The subpoena was brought to former President Trump’s Mar-a-Lago resort in Florida on Friday, the news network reported. Scavino, a former deputy White House chief of staff for communications who was in New York at the time, asked a staff member to accept it on his behalf.
CNN previously reported that the committee had been unable to find Scavino to serve him.
He was reported to have been with Trump during a Jan. 5 meeting on convincing members of Congress not to certify President Biden’s electoral win. He also promoted the Trump rally that preceded the riot on Twitter and tweeted out messages from the White House on Jan. 6.
The Hill has reached out to the House panel for comment.
Scavino was subpoenaed late last month along with former White House strategist Stephen Bannon, former chief of staff Mark Meadows and Kashyap Patel, the chief of staff to former acting Defense Secretary Christopher Miller and a former House and White House staffer.

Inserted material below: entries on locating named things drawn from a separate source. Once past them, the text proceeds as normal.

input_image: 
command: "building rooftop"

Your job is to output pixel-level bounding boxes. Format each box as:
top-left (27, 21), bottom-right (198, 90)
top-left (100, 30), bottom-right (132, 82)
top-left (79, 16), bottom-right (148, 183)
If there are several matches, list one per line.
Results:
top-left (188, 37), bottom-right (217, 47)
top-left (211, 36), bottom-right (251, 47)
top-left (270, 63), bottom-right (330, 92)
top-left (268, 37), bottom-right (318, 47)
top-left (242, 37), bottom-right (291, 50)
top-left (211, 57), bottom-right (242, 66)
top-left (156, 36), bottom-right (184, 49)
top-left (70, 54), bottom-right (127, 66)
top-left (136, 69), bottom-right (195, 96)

Politico reported Thursday that a Trump attorney has advised the four aides not to comply, arguing that the information being requested is shielded by executive privilege.
Robert Costello, Bannon’s attorney, wrote a letter to the committee on Thursday, referring to Trump’s threat.
“We must accept his direction and honor his invocation of executive privilege. As such, until these issues resolved, we are unable to respond to your request for documents and testimony,” read the letter, which was obtained by The Hill.
In a statement on Friday, the Jan. 6 panel’s chairman, Bennie Thompson (D-Miss.), and vice chairwoman, Liz Cheney (R-Wyo.), said that Meadows and Patel are engaging with the panel but that Bannon has “indicated that he will try to hide behind vague references to privileges of the former President.”
The statement did not mention Scavino.